Just before National Labor Relations Board (NLRB) General Counsel Richard F. Griffin’s term expired on October 31, 2017, Griffin quietly left a parting gift to those who file charges at the agency (usually unions and employees) and the agency’s prosecutors. He left a warning to those named in NLRB charges (usually employers) to preserve evidence at the time they are served with charges.
Griffin led the agency for four years and presided over a number of generally union-friendly changes by litigating cases before a Democratic majority on the agency’s five-member Board. Griffin’s activity slowed after the election of President Donald J. Trump, likely because he understood that the President would soon appoint a majority-Republican Board that would tend to rule against any further changes he proposed. During this “lame duck” period, Griffin found other ways to advance his priorities, including publishing his “prosecutorial position” directly to the public instead of to the Board.
Griffin ultimately did lose the majority-Democrat Board in the last three months of his term, when the Senate confirmed Marvin Kaplan and William Emmanuel to the quasi-judicial panel. The outgoing General Counsel showed no public efforts to further alter the labor laws or agency policies until the second-to-last day of his term.
At that time, the General Counsel issued the new warning in an operational memo from his staff bearing the routine-looking title Changes to [Unfair Labor Practice] Charge and Docket Letters. The memo announced that when one party files an NLRB charge against another, the letters mailed to all involved will now contain the following admonition:
Please be mindful of your obligation to preserve all relevant documents and electronically stored information (ESI) in this case, and to take all steps necessary to avoid the inadvertent loss of information in your possession, custody or control.
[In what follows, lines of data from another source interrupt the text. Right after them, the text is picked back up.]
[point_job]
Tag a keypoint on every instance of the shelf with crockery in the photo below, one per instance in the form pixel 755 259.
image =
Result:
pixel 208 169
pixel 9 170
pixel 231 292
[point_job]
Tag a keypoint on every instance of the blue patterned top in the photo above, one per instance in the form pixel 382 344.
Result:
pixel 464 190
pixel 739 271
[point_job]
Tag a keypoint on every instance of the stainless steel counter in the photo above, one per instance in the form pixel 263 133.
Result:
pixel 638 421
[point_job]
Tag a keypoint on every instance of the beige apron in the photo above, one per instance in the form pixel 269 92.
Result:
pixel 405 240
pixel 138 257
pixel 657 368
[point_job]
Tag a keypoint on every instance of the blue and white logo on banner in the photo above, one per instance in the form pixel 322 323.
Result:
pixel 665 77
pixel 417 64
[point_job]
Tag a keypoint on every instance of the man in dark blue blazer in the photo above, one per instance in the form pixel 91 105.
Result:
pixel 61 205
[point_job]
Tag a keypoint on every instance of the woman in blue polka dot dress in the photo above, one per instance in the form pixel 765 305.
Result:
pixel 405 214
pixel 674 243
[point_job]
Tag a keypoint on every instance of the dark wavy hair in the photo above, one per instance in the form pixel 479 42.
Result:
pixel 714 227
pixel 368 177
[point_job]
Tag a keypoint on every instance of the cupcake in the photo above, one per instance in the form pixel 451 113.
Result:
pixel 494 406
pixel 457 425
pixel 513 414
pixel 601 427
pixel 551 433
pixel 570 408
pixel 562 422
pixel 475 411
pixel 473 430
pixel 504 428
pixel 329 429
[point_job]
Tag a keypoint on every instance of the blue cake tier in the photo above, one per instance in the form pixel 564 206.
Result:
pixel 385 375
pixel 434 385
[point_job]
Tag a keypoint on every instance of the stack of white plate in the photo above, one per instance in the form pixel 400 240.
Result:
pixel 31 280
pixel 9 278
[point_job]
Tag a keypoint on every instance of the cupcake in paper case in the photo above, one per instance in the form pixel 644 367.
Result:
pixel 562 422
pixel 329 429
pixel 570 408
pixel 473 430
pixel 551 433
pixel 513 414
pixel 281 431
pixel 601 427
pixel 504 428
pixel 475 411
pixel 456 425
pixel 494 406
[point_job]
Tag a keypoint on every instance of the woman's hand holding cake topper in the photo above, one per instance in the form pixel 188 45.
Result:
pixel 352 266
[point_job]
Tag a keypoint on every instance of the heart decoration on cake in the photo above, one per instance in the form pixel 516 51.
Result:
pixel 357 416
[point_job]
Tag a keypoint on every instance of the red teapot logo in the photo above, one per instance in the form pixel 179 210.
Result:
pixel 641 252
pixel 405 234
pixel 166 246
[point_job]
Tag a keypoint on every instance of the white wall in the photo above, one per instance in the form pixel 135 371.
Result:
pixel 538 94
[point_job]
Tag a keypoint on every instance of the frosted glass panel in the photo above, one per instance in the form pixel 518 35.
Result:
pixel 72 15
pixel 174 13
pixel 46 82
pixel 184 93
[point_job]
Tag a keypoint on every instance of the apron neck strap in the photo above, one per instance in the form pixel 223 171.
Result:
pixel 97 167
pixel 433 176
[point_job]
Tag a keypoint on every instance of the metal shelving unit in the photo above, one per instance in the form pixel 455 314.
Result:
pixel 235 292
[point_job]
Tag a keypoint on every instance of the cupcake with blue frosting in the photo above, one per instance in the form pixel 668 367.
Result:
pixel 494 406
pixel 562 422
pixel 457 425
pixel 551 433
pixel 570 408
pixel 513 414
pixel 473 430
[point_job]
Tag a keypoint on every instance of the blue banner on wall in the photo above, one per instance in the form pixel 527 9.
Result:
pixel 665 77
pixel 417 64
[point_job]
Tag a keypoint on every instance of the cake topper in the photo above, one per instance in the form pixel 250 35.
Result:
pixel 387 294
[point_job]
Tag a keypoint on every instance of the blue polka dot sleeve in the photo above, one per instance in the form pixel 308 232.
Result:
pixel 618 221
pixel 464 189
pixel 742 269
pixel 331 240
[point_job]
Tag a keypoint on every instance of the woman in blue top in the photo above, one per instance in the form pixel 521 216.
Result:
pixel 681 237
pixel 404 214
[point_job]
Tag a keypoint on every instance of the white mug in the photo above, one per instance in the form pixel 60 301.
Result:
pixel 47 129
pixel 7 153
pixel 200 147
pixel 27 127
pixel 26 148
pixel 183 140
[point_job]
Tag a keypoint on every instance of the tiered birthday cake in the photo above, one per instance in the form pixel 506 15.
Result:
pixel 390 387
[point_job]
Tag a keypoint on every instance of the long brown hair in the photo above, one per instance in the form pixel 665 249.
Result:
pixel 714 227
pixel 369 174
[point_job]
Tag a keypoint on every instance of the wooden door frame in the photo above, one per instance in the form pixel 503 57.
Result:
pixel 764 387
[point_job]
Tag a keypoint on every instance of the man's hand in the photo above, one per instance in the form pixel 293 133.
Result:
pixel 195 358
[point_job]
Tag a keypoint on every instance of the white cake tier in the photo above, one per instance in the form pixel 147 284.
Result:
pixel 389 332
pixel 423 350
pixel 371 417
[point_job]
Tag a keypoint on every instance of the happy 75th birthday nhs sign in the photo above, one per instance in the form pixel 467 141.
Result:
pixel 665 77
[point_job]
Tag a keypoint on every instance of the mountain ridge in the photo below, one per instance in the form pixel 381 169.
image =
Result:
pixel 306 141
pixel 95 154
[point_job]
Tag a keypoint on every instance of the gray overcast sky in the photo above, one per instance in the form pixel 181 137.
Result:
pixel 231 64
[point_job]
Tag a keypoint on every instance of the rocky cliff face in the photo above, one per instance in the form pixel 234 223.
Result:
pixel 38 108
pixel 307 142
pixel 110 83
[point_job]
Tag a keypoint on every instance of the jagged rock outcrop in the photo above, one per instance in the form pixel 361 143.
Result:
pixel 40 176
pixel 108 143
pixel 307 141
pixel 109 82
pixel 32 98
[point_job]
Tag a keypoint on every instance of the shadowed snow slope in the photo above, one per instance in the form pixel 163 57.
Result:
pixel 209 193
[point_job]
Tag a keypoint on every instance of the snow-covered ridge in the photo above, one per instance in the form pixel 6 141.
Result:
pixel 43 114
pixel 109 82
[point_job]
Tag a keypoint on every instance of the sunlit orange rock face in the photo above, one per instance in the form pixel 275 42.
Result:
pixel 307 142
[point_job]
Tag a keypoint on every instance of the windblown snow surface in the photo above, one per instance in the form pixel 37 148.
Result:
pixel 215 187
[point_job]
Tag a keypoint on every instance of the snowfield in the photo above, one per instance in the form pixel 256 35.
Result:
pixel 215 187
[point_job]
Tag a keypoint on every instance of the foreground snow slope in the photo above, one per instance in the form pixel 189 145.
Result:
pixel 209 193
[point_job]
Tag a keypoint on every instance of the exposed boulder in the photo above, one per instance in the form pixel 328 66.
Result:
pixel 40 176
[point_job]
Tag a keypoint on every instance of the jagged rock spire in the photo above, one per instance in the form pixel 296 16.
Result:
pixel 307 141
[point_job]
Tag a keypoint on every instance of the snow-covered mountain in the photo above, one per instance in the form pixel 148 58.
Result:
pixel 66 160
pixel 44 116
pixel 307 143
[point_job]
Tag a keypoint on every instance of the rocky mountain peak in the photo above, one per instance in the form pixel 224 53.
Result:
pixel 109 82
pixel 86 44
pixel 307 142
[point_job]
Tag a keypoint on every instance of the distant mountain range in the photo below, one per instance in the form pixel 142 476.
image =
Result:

Relevant information includes, but is not limited to, paper documents and all ESI (e.g. SMS text messages, electronic documents, emails, and any data created by proprietary software tools) related to the above-captioned case.
Until this point, the NLRB had not articulated a clear obligation for all parties to preserve ESI at the point that one party files a charge against another. While the NLRB’s administrative law judges have imposed sanctions on parties that actively destroy critical evidence, and in one recent case criticized McDonald’s for not imposing an early “litigation hold” to prevent routine deletion of electronic records, the Board itself has not developed a clear stance on these issues through its decisions in particular cases (adjudication) or changes to its Rules and Regulations (rulemaking).
It is possible that a court would prevent the NLRB from admonishing parties to preserve evidence without more clarity from the Board about the nature and scope of that obligation. Or, a newly confirmed general counsel might undo these revisions. Regardless, employers should always endeavor to establish litigation holds as soon as they expect they might receive an NLRB charge. Surveillance cameras, email servers and other ESI systems often automatically clear old information. An employer might need that evidence to defend itself, and although the obligation to preserve in NLRB investigations is not yet clear, there is already a significant risk that NLRB judges will sanction employers who fail to do so. General Counsel Griffin’s 11th-hour change to the letter employers receive when served with a charge increases that risk.
Employers facing NLRB charges should take care to follow best practices for ensuring that they preserve evidence relevant to NLRB matters.